22 August 2017

The story of the Victorian lunatic asylum built at Stotfold.

A Place in the Country: Three Counties Asylum 1860-1999

By Judith Pettigrew, Rory Reynolds and Sandra Rouse

This year’s much-anticipated title published by Chris Dunkley at Hertfordshire Publications (an imprint of UH Press) is the publication of a revised edition of A History of the Three Counties Asylum at Stotfold.

In the mid-1850s, the counties of Hertfordshire, Bedfordshire and Huntingdonshire set about looking for a site for a new asylum to house their 'pauper lunatics'. Two hundred acres of farmland at Stotfold on the Hertfordshire—Bedfordshire border were purchased and in March 1860 the first patients were admitted to the new Three Counties Asylum (TCA).
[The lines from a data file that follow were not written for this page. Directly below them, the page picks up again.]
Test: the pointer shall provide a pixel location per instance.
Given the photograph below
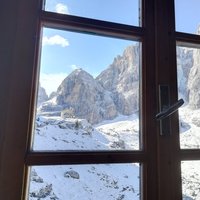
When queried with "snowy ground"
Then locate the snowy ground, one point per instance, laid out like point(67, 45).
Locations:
point(108, 181)
point(85, 182)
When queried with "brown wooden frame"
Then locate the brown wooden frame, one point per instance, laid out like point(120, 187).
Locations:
point(160, 156)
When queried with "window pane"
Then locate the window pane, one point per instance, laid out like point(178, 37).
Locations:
point(88, 95)
point(190, 180)
point(95, 182)
point(124, 12)
point(188, 66)
point(187, 16)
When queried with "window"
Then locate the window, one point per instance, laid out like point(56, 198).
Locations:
point(156, 164)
The asylum was in operation for almost a century and a half and, as approaches to treating mental illness changed, so did TCA. When it first opened, in the wake of the 1845 Lunacy Act, it was with the intention of providing humane treatment to replace the harsh regimes in private madhouses, prisons and workhouses.

In time, drugs and other therapies were developed that were sometimes successful in alleviating symptoms. Finally, as the era of institutional care ended, Fairfield Hospital, as it came to be known, closed its doors in 1999.